[The Discovery of the Source of the Nile by John Hanning Speke]@TWC D-Link bookThe Discovery of the Source of the Nile CHAPTER XIII 39/50
He was dressed Wichwezi fashion, with a little white goat-skin apron, adorned with numerous charms, and used a paddle for a mace or walking stick.
He was not an old man, though he affected to be so--walking very slowly and deliberately, coughing asthmatically, glimmering with his eyes, and mumbling like a witch.
With much affected difficulty he sat at the end of the hut beside the symbols alluded to, and continued his coughing full half an hour, when his wife came in in the same manner, without saying a word, and assumed the same affected style.

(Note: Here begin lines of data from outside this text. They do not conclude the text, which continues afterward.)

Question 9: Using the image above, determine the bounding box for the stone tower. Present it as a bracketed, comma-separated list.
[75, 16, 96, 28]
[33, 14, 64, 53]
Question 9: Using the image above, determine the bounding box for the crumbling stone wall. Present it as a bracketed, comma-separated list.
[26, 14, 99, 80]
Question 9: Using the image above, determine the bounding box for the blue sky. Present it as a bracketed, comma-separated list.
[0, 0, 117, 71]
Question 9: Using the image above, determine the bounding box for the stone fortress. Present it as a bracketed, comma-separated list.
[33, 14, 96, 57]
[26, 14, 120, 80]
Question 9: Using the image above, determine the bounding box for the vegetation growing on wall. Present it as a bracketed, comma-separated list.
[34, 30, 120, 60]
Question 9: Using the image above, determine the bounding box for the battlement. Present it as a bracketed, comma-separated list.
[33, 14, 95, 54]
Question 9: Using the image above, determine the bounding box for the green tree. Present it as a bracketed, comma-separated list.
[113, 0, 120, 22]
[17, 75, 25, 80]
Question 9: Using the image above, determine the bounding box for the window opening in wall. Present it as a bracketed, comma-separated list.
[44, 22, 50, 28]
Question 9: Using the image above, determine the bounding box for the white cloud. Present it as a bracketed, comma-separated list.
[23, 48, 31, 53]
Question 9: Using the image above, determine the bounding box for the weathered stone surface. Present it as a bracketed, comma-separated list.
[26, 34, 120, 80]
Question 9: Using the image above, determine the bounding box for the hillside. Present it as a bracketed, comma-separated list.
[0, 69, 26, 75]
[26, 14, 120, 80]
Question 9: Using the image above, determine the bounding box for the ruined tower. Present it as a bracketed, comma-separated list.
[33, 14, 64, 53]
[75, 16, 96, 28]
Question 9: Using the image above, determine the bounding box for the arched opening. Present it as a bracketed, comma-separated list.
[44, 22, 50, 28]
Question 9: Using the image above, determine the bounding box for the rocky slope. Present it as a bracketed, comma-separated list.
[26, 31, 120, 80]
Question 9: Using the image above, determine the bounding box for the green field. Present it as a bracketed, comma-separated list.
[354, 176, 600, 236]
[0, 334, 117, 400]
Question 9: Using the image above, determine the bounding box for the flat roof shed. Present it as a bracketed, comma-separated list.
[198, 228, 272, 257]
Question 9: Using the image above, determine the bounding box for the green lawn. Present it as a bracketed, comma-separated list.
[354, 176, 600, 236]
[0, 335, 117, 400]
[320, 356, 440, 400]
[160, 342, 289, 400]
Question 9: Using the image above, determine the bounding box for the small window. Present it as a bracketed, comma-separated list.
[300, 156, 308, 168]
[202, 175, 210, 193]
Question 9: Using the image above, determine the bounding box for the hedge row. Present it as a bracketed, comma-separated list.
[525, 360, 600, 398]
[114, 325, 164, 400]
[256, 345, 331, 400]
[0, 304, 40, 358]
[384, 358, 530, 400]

The king jokingly looked at me and laughed, and then at these strange creatures, by turn, as much as to say, What do you think of them? but no voice was heard save that of the old wife, who croaked like a frog for water, and, when some was brought, croaked again because it was not the purest of the lake's produce--had the first cup changed, wetted her lips with the second, and hobbled away in the same manner as she came. At this juncture the Mgussa's familiar motioned the Kamraviona and several officers to draw around him, when, in a very low tone, he gave them all the orders of the deep, and walked away.
His revelations seemed unpropitious, for we immediately repaired to our boats and returned to our quarters.